Q: Are volcanic eruptions good or bad for our climate? I know that they have short-term cooling impacts because they block out the sun, but they also give off CO2. So are there any long-term impacts on the climate, and which is more predominant - global warming or global cooling?
From Miss Katie Barker (October 2010)
Reply by Dr Marie Edmonds (University of Cambridge)
The short answer is that the cooling effect due to sulphate aerosols is most important, but it only lasts a few years after an eruption.
Volcanoes emit sulphur gases, which, during large explosive eruptions, form stratospheric aerosols when they combine with water. Sulphate aerosol both reflects solar radiation and absorbs it, resulting in stratospheric heating and tropospheric cooling. The cooling of the surface of the Earth was on the order of around 0.5 degrees C around the world after the 1991 eruption of Pinatubo in the Philippines, which emitted 20 million tons of sulphur dioxide gas. Aerosols have a relatively short lifetime in the atmosphere (because they sediment out), so even the largest eruptions only cause cooling which lasts a few years.

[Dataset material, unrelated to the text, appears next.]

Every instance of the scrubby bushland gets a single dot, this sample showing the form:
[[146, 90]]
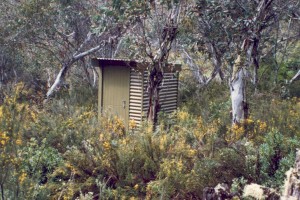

Volcanoes also emit carbon dioxide, but on a much smaller scale than emissions from human activity. Research suggests that the volcanic CO2 flux to the atmosphere is in the range 150 to 270 million metric tons per year. Anthropogenic CO2 flux (from burning fossil fuels, and land use changes) accounted for over 36,000 metric tons in 2008, according to an international study published in 2009 in a peer-reviewed journal, more than 130 times the volcanic CO2 output. It is beyond doubt that the contribution from volcanic CO2 to the current greenhouse warming is negligible.